There’s a moment where I thought the film lost me. Driving on a long, empty road, with one-word-mumbling beat poet Johnny Five (Garret Hedlund) steering beside him and jazz musician Roland Turner (John Goodman) in the back seat punctuating his tedious non sequiturs with short naps, our main character Llewyn struggles in and out of his sleep, unsure of just how long this damn trip will be. Each time the film cut to the road, it seemed to grow longer. It felt like no end was in sight, even if we knew the final destination.
No way the Coen Brothers would lose their pacing like this, I thought. Something is up. This must be a magic trick of sorts.
It’s not until we see Llewyn, playing a rather quietly intense version of “The Death of Queen Jane”, only to be told “I don’t see much money in this”, that we realize what they’re after. They’re allowing us to feel the struggle; the frustration of losing the cat people have trusted you with; the constant need for a couch or money or something to keep you going when your dream alone isn’t enough to sustain you. By the end of the film, Davis, growing weary, is ready to give up. And just as he leaves the nightclub, Bob Dylan is about to play. Folk music is about to have some money to it. He just had no way of knowing.
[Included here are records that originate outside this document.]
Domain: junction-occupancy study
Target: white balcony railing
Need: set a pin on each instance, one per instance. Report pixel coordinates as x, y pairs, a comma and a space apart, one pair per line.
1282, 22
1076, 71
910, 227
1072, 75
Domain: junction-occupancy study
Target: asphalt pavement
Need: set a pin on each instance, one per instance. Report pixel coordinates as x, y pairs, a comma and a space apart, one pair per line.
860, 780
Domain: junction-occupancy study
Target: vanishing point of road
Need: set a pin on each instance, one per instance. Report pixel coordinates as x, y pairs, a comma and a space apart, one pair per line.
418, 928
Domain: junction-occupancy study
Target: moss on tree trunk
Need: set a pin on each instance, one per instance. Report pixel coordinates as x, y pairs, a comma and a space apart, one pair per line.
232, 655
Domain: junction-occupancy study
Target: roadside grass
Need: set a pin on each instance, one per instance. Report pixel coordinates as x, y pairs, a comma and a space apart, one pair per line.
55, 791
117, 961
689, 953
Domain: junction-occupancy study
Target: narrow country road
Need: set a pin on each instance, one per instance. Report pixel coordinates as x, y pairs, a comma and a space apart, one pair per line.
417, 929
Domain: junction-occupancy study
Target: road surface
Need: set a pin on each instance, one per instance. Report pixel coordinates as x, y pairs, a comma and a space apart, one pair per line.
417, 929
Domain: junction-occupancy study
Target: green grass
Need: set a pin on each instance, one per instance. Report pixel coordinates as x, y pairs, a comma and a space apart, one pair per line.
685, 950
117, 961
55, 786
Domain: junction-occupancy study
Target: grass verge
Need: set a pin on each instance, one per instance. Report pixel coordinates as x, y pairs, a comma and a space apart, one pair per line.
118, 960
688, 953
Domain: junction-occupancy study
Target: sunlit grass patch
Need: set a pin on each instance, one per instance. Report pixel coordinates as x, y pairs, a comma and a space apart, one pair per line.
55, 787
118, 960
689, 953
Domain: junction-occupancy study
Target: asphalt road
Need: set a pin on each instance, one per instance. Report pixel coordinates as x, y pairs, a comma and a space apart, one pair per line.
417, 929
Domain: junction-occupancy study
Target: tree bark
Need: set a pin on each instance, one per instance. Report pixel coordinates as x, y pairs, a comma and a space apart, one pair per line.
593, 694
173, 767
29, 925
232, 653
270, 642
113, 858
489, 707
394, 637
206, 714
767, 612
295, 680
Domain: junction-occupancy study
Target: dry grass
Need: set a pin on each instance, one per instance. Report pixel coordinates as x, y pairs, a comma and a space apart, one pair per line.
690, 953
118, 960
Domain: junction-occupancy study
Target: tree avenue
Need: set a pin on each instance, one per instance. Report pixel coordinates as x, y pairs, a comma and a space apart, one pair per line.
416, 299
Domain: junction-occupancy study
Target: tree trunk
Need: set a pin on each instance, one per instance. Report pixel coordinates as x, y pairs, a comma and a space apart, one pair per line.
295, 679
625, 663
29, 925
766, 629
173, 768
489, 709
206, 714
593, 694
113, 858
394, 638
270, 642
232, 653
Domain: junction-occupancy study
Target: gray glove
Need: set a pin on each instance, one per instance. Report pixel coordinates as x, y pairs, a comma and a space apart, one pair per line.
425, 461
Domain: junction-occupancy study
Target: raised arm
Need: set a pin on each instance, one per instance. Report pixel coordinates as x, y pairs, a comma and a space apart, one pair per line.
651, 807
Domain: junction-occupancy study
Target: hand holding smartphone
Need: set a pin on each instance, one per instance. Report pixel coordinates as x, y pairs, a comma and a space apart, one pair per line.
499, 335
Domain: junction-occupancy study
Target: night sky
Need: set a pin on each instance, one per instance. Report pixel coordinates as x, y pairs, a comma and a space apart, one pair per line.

It’s often said about any Coen Brothers movie that even their minor characters suggest an inner life; they arrive on the scene so fully-formed that even when they don’t say a word, they surely make an impression. This film is no different. From Carey Mulligan’s sweet-voiced but quietly agitated Jean to Justin Timberlake’s happily aloof Jim to the aforementioned John Goodman’s Roland and Hedlund’s Johnny Five – all these characters pop on the screen and keep you smiling, even when the story isn’t exactly a bright spot of sunshine.
This film would make an interesting double feature with their 2009 gem A Serious Man: both films feature men who suffer throughout the film and are aghast at the forces that seem to conspire against them. The difference, however, is that A Serious Man’s Larry Gopnik is a good man while Davis is more than kind of an asshole. Gopnik does his best, providing for his family, being kind to others – even listening to angry parents who want their underachieving teenage students to be given a totally undeserved higher grade. He takes it all in, all these maladies he by no means deserves, and does his best to find answers. Davis, on the other hand, is shown time and time again to be oblivious to the concerns of others. He regularly finds new ways to ask for a couch to sleep on, only showing a slight twinge of guilt. He talks down to the people who try to help him, assuring them they just don’t get what this music is and why it’s important.
In the film, Davis runs into a military boy, Troy Nelson, who gets a music contract. He’s perfectly harmless military man. There’s no edge to him. He’s just a good, wholesome man who wants to play good music for others, another service for the people to partake in after his tour of duty. Davis has no patience for him. It’s people like him, he decides, that take folk away from what it can be. But in A Serious Man, Larry Gopnik doesn’t go blaming people. He goes to three different rabbis looking or answers, and when they ultimately prove unsatisfactory responses, he still does not blame anyone. This is the life he’s been given, he decides, and there’s not much more he can do about it.
So is this a film that celebrates sucking it up and making the best of everything? Of not being an asshole to others because your time may be around the corner? As always, the Coen Brothers don’t explain their films. They stitch these beautiful yarns together and then leave them on the floor, ready for viewing but not for sale. They keep the secrets inside, like the dust that gathers underneath.